Following the InVEST user manual and relevant literature [20,29,47,48,59], this study specified the threat parameters for each habitat type, including source category, distance, weight, maximum influence range, and sensitivity (

Table 1. Parameters related to threat sources.

Threat Factor	Maximum Impact Distance/km	Weight	Distance Decay Function
Agricultural Land	2	0.5	Linear Decay
Used Area	4	0.8	Exponential Decay
Barren	2	0.5	Linear Decay

and

Table 2. Parameters related to habitat types.

Land-Use Types	Habitat Suitability	Agricultural Land	Used Area	Barren
Used Area	0	0	0	0
Agricultural Land	0.4	0.2	0.7	0.5
Forest	1	0.6	0.8	0.7
Grass	0.6	0.6	0.75	0.4
Wetland	0.8	0.5	0.7	0.6
Barren	0	0	0	0
Water	0.9	0.4	0.8	0.6

).

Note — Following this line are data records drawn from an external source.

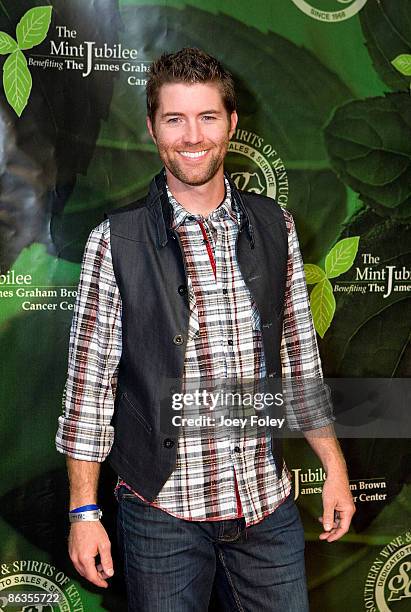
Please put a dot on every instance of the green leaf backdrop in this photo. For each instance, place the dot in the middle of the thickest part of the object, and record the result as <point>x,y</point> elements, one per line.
<point>329,101</point>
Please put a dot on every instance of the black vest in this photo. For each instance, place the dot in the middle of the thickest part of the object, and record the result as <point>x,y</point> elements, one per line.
<point>149,268</point>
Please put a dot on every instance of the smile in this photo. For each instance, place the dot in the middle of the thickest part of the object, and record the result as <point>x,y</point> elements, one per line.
<point>195,155</point>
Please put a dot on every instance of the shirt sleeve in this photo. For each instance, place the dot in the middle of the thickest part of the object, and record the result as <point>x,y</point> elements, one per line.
<point>84,430</point>
<point>307,398</point>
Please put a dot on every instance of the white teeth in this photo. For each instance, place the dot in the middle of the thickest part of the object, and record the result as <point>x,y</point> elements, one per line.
<point>188,154</point>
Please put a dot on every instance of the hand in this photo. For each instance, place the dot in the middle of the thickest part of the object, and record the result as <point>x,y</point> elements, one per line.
<point>87,539</point>
<point>338,507</point>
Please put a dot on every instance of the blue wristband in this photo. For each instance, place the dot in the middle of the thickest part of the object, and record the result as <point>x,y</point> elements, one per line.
<point>85,508</point>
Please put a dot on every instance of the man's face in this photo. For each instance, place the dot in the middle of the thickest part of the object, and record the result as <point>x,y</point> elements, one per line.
<point>192,131</point>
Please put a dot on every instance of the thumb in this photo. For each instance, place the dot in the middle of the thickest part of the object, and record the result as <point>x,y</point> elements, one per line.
<point>328,516</point>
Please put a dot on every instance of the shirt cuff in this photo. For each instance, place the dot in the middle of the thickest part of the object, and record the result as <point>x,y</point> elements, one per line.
<point>85,441</point>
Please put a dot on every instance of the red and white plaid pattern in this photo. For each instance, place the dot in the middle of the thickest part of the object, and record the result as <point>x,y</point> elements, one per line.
<point>224,341</point>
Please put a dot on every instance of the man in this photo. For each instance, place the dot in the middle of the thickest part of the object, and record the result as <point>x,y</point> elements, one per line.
<point>195,282</point>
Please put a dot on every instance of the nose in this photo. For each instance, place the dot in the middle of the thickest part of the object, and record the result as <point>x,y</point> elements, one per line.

The habitat quality index was classified into five levels using the equal-interval method [31].

2.3.3. Scenario Setting

This study categorizes future development scenarios into three types: 1. Ecological Protection Scenario—prioritizes ecological preservation and promotes a green, sustainable development path based on environmental safeguards; 2. Inertial Development Scenario—maintains the current development trajectory without major policy adjustments, reflecting a trend of continuous expansion; 3. Economic Priority Scenario—emphasizes rapid economic growth driven by extensive fossil fuel consumption and unregulated urban sprawl [30,33]. The definitions of the Shared Socio-economic Pathways (SSPs) provided by the Korea Ministry of Environment are consistent with these scenarios: SSP1-2.6 represents an environmentally friendly path with minimal fossil fuel use and rapid deployment of renewable energy; SSP2-4.5 reflects a moderate approach in both climate mitigation and socio-economic development; SSP5-8.5 describes an aggressive economic expansion pathway with high fossil fuel dependence and extensive urbanization. Accordingly, the Ecological Protection Scenario corresponds to SSP1-2.6, the Inertial Development Scenario to SSP2-4.5, and the Economic Priority Scenario to SSP5-8.5.

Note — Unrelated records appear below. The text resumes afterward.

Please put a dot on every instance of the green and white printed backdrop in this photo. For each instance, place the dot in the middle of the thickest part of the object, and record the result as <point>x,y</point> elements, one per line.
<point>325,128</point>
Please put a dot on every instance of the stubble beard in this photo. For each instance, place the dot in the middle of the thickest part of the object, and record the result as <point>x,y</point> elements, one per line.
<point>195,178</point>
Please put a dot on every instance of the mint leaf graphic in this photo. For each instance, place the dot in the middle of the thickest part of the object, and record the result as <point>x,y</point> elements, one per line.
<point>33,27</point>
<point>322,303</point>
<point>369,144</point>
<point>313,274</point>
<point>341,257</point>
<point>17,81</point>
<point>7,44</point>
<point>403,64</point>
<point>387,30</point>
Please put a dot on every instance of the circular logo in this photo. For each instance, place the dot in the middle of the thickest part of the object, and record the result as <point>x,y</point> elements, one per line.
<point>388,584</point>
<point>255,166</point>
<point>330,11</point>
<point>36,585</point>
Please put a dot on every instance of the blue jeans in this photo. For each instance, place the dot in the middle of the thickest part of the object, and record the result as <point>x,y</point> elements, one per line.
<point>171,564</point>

During the simulation process, this study referenced the 2040 Busan Urban Master Plan and the 5th National Territorial Plan, both of which provide strategic guidance on the future development and spatial positioning of Busan. Under the SSP1-2.6 pathway, aligned with the 2050 carbon neutrality objective and coastal ecological restoration targets in these plans, the likelihood of converting construction and barren lands to other land categories was raised by 30%, whereas reverse conversions were limited. The SSP2-4.5 scenario maintains the status quo, using the original land demand projected by the Markov chain model without any adjustments. In the SSP5-8.5 scenario, following policy suggestions regarding industrial cluster expansion and the positioning of Busan as an international logistics hub, land transitions from construction land to other categories were prohibited, while the probability of conversion from all remaining land types to construction and barren land was increased by 20%. Based on the scenario settings and relevant literature [33,51], land-use transition cost matrices and transfer probabilities were developed for the three scenarios (Tables S2–S5).

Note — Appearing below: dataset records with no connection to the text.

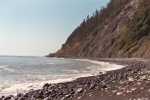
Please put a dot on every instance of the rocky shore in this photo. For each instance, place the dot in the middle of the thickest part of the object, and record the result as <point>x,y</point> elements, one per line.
<point>129,83</point>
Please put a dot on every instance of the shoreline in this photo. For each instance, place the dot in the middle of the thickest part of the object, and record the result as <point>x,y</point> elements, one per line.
<point>113,85</point>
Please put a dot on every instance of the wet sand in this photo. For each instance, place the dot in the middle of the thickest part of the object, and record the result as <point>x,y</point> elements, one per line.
<point>129,83</point>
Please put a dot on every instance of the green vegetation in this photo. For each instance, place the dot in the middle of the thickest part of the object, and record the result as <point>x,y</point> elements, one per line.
<point>139,27</point>
<point>89,25</point>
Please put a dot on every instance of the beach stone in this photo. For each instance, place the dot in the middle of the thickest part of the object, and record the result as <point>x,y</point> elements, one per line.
<point>130,79</point>
<point>19,95</point>
<point>143,77</point>
<point>79,90</point>
<point>8,98</point>
<point>119,93</point>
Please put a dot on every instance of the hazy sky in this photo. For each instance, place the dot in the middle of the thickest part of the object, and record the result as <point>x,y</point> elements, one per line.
<point>38,27</point>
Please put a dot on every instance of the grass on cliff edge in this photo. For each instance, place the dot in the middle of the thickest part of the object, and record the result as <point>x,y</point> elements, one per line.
<point>138,27</point>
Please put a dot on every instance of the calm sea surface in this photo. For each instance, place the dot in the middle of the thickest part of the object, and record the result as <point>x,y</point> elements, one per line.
<point>19,73</point>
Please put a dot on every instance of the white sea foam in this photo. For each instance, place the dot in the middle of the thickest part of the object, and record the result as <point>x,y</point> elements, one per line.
<point>103,66</point>
<point>6,68</point>
<point>37,81</point>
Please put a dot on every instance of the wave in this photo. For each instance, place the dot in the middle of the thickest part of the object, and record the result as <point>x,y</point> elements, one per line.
<point>6,68</point>
<point>103,66</point>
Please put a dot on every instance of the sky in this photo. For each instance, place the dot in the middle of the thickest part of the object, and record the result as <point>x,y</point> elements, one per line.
<point>40,27</point>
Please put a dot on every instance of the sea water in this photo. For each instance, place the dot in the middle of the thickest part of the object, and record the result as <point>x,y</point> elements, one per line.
<point>20,73</point>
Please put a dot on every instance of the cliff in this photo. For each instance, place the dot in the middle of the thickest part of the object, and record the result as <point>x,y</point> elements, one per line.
<point>122,29</point>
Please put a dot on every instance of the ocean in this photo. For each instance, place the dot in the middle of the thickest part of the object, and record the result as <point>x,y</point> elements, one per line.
<point>21,73</point>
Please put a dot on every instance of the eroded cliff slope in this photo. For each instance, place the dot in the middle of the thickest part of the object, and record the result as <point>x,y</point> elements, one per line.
<point>125,32</point>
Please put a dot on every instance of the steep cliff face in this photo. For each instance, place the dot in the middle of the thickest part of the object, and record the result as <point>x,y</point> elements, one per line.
<point>124,34</point>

To further enhance the realism of the simulation, this study incorporated projected climate and economic variables associated with each SSP pathway as driving factors within the PLUS model. For the period 2029–2049, future temperature, precipitation, population, and GDP data corresponding to each SSP scenario were input into the LEAS module to simulate the temporal and spatial dynamics of land-use patterns. The resulting land-expansion maps for each year and scenario were then processed through the CARS module, generating future land-use simulations that align both with global development trajectories and local policy contexts.

2.3.4. GeoDetector

The geographic detector is a statistical method used to identify driving forces by detecting spatial stratified heterogeneity between dependent and independent variables. It quantifies the degree of heterogeneity by calculating the variance within each data layer and employs the q-value to indicate each factor’s explanatory strength for spatial variation [60]. This approach has been extensively employed in both ecological protection and urban development planning [61,62,63]. A single-factor detector was applied to assess the explanatory power of various factors on habitat quality. The calculation is given by the following formula:

$$q=1-{\displaystyle \frac{{\sum }_{h=1}^L{N}_h{\sigma }_h^2}{N{\sigma }^2}}$$

(5)

where $\mathrm{q}$ represents the explanatory power of a single factor, ranging from 0 to 1. A higher q-value reflects greater explanatory power. $\mathrm{L}$ refers to the number of influence factors; $\mathrm{h}$ denotes the number of strata influencing habitat quality; ${\mathrm{N}}_{\mathrm{h}}$ and $\mathrm{N}$ refer to the sample sizes within stratum $\mathrm{h}$ and the entire region, respectively; and ${\mathsf{\sigma }}_{\mathrm{h}}^2$ and ${\mathsf{\sigma }}^2$ represent the variance within stratum $\mathrm{h}$ and the total variance, respectively.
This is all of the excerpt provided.